Madrid

Carlos Irijalba, Pendo 1, 2014, steel, resin, fiberglass, stone powder, 35 1/2 × 82 3/4 × 23 3/4".

Carlos Irijalba, Pendo 1, 2014, steel, resin, fiberglass, stone powder, 35 1/2 × 82 3/4 × 23 3/4".

Carlos Irijalba

Galeria MPA / Moises Perez de Albeniz

Carlos Irijalba, Pendo 1, 2014, steel, resin, fiberglass, stone powder, 35 1/2 × 82 3/4 × 23 3/4".

Viewers already familiar with the work of Carlos Irijalba might have been surprised that his latest show consisted almost solely of sculpture, given that, over the years, he has built a strong reputation with his videos and photographs. However, sculpture is by no means new to him. He studied in Bilbao, where some of his teachers were the chieftains of the so-called Basque school of sculpture, a rather dogmatic group. Perhaps in response to their doctrinaire attitude toward the medium, he veered toward photography, with a particular interest in the ways in which representations of reality are unavoidably obstructed by its ubiquitous contemporary counterpart: spectacle. In making this ostensible obstruction visible, he revealed his oeuvre’s core to be blatantly physical, though the work itself is only very rarely three-dimensional. Most eloquently, in a work called Twilight, 2009, Irijalba moved the lighting posts from a soccer stadium in Santander, Spain, to Irati, which is located in the northern region of Navarre and is one of the few remaining rain forests in Europe. An unequivocal metaphor of spectacle, the huge lighting post stood triumphally over what may seem to be the last stronghold of nature, the ultimate domain of uniqueness.
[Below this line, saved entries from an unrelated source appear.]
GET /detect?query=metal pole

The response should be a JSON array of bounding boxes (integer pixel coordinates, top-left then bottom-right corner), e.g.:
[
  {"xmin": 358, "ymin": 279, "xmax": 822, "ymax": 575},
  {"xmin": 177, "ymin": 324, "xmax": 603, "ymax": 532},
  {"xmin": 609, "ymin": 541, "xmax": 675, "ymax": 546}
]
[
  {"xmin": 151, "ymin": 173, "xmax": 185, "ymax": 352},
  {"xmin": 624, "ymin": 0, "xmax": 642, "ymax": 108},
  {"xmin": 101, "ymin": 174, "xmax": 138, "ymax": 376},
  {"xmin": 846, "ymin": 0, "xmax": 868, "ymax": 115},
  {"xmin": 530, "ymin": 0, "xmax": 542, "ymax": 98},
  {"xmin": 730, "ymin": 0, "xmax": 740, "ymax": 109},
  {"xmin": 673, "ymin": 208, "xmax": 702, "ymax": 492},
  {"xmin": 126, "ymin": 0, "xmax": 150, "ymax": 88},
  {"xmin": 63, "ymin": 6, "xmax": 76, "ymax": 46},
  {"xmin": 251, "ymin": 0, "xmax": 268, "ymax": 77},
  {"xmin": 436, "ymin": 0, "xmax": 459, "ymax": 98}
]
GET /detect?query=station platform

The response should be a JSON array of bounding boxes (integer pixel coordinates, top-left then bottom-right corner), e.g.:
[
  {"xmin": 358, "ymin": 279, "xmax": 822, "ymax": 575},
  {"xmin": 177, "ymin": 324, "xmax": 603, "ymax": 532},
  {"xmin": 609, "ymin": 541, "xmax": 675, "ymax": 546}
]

Spectacle and history are also some of the issues at stake in Irijalba’s latest body of work, “Skins,” 2014–. Many of the caves in northern Spain where prehistoric painting are found were closed to the public starting in the 1970s; in the ’90s, digital technology was used to scan their interiors in order to create replicas that could be visited by large crowds. As the files containing these scans were stored in formats that have since become obsolete, the information in them has become difficult to recover—a problem acutely felt in the case of certain less important caves for which replicas were never made. Following a complex technical process, Irijalba has now given physicality to those forgotten files. They unfold as fragmented replicas made out of stone powder and fiberglass, offering sharp comments on the tension between past and present, serialization and originality, technology and craftsmanship, spectacle and truth.

Here in the gallery, two of those sculptural fragments were leaning on steel industrial props against the wall, but a third prop supported no sculpture at all. This gave the work a sense of a sequential rhythm that seemed to invoke the proliferation of cave replicas created around the world for the sake of mass tourism. Irijalba resorted to ultrasound scanning for data recovery. It provided a detailed account of the caves’ interior surfaces but was obviously unable to pick up images on those surfaces. A question soon arose: What appeal would these caves have had were it not for the wall-painting program that made them so well known? As human evidence in the form of wall paintings is denied here, Irijalba steps back toward a sort of ahistorical scenario, one in which language has yet to develop. The allusion to spectacularized mass production therefore found its paradoxical counterpart in the dullness of these leaning works. Devoid of iconographic content, they exert a sheer monumentality but unfold as utterly unspectacular and rather melancholic forms, as if worn out by the delirious cadence of manufacturing.

This superb body of work evidences the coherence with which Irijalba’s recent practice blends research, process, and presentation. In the corridor leading to the gallery’s back room, a hanging fragment of the Altamira cave unfolded as yet another take on origins and their reproduction. Made from a 3-D scan of the real cave, it provides a rich array of great visual appeal but unambiguously projects its fake condition. Unlike the leaning works, which make clear that they could be subject to endless reproduction, this work is unique, as if highlighting the singularity of the Altamira cave.